The Line of Heroes is a charity Rogers and Ms. Pepper Potts co-founded to bring disabled veterans the best medical and mental health care. 

Rogers and Barnes were in good spirits when leaving, and we managed to catch a photo of the pair, when Barnes caught Rogers' hand in his own, and pulled him in close, it dislodged a long silver chain. It would appear that Rogers, despite his retirement, still wears his dog tags, and what appears to be a man's wedding ring. 
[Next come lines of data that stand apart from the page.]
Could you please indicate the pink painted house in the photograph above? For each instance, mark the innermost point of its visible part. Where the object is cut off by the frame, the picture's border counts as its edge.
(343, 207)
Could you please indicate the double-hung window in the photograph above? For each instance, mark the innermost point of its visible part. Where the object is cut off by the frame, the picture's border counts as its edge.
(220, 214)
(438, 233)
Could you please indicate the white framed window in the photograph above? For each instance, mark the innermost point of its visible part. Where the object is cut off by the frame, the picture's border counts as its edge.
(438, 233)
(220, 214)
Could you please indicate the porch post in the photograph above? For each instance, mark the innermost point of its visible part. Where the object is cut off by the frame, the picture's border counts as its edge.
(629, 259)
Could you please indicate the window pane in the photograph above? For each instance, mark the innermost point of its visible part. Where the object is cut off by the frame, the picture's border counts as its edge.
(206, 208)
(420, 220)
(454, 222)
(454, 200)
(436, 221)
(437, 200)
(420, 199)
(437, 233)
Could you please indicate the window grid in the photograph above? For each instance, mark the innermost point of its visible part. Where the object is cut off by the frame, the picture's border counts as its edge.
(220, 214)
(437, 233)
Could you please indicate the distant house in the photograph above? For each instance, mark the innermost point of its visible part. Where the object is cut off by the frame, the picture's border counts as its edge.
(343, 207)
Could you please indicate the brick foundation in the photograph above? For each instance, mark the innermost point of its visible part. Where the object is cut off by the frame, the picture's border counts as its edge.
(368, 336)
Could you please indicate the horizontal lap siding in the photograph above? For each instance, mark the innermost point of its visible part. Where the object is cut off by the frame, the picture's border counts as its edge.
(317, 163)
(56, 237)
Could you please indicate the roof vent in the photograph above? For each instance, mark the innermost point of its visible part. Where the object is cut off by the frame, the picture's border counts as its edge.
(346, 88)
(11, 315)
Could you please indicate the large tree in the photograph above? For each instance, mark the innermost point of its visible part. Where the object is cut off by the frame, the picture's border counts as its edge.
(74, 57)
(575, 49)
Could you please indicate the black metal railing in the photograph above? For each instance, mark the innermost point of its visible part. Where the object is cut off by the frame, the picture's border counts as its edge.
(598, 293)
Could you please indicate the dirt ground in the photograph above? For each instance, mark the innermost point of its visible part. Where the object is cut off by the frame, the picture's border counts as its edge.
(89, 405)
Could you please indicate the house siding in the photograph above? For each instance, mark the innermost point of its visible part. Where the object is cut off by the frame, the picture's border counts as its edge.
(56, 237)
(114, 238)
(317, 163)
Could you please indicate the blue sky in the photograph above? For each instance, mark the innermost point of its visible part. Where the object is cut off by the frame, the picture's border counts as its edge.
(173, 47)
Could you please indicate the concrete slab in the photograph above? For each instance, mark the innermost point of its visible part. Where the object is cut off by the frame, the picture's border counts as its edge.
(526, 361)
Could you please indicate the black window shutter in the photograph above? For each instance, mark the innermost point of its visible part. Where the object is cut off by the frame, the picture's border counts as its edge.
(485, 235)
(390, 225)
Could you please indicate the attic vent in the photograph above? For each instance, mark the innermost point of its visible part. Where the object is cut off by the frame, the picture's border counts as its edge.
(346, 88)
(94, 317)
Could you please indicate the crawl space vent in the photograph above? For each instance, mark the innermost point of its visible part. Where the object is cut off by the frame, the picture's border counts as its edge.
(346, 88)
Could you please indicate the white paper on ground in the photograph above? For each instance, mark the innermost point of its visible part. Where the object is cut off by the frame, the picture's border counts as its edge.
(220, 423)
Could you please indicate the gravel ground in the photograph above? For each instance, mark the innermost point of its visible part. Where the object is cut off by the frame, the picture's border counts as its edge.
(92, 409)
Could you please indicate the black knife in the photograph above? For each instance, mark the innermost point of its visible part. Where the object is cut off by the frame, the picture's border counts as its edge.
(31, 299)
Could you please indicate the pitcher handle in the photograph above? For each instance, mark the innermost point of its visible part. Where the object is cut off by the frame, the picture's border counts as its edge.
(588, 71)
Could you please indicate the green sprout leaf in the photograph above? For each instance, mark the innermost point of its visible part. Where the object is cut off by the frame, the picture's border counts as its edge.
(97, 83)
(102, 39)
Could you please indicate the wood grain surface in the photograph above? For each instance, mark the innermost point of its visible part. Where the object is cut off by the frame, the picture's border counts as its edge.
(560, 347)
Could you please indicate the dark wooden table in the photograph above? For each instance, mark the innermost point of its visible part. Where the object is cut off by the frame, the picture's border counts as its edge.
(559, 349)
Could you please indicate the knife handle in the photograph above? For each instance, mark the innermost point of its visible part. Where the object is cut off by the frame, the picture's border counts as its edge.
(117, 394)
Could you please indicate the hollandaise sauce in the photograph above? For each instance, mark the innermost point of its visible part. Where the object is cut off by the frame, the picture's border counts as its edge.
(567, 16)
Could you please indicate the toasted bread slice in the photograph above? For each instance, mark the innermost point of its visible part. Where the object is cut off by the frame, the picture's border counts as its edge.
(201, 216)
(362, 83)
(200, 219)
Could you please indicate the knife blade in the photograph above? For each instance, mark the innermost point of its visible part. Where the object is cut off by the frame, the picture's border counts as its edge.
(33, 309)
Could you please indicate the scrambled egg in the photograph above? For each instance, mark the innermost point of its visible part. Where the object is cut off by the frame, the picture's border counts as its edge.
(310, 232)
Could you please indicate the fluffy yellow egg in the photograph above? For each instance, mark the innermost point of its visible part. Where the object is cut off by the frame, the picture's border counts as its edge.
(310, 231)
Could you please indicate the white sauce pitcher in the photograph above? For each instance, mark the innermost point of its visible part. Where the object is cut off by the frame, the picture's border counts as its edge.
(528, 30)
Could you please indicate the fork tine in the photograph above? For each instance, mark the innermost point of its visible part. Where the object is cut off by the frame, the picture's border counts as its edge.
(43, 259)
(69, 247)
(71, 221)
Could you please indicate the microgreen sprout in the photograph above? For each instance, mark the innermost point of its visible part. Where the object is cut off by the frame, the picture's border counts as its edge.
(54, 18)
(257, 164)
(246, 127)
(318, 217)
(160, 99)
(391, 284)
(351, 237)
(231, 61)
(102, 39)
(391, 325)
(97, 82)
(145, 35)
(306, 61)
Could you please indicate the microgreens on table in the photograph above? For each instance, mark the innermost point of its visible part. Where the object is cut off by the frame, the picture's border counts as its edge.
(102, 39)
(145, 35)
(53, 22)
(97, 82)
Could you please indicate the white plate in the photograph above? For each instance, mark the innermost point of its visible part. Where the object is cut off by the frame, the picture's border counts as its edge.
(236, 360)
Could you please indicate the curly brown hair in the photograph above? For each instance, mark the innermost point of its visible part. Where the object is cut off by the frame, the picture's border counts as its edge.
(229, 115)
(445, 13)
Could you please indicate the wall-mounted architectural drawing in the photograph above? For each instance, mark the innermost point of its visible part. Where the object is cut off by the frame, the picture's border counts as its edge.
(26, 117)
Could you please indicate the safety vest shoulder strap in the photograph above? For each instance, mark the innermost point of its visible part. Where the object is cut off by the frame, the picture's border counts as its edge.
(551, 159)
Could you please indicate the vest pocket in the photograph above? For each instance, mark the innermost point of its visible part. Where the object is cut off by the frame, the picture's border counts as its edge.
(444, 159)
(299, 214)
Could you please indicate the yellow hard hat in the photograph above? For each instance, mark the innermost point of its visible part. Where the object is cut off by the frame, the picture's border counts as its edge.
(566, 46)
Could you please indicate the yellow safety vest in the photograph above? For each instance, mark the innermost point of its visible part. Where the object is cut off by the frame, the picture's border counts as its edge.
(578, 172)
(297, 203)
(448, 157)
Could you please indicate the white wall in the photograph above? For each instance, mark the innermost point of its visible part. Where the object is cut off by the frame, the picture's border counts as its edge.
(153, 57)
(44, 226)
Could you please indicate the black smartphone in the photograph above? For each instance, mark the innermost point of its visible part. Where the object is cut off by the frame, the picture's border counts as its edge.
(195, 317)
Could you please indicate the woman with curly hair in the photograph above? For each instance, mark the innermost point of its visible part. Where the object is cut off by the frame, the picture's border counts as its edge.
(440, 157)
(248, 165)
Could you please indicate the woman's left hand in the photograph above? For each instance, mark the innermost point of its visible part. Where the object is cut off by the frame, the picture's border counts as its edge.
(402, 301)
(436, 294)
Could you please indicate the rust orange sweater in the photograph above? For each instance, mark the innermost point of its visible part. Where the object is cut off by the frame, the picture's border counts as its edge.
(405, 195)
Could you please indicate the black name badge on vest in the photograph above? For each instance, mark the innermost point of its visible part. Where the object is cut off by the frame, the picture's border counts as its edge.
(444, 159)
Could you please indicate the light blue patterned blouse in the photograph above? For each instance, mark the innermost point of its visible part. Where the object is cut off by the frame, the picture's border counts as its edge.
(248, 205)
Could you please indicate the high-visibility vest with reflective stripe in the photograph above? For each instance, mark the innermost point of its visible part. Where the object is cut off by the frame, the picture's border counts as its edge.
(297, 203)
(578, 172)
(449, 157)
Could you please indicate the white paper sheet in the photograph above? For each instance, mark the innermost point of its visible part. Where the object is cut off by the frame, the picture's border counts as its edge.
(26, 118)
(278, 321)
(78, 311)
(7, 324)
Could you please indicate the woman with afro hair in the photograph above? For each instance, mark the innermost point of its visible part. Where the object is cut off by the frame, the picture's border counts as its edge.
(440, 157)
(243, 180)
Barnes seemed especially pleased by the sight of that. One can only speculate what the tokens mean for these two, and who they belong to. 

In either case, we wish Barnes and Rogers a happy retirement and all the joy in the world. 

**Heroes Gala: Steve Rogers and Bucky Barnes, The New York Times **

~*~ 

There's a moment. 

You think, it won't come. It can't. Not for people like you. 

But there's a moment and it's worth it, it's worth waiting for. 

A moment when you step through his door and his eyes smile and his lips are soft under yours and the war is over. 

There's a moment, when you're home. 

**J.B. Grant, Winter’s End**

**Author's Note:**

> Thank you so much for sticking with me and this little story! I hope you loved reading it as much as I loved writing it!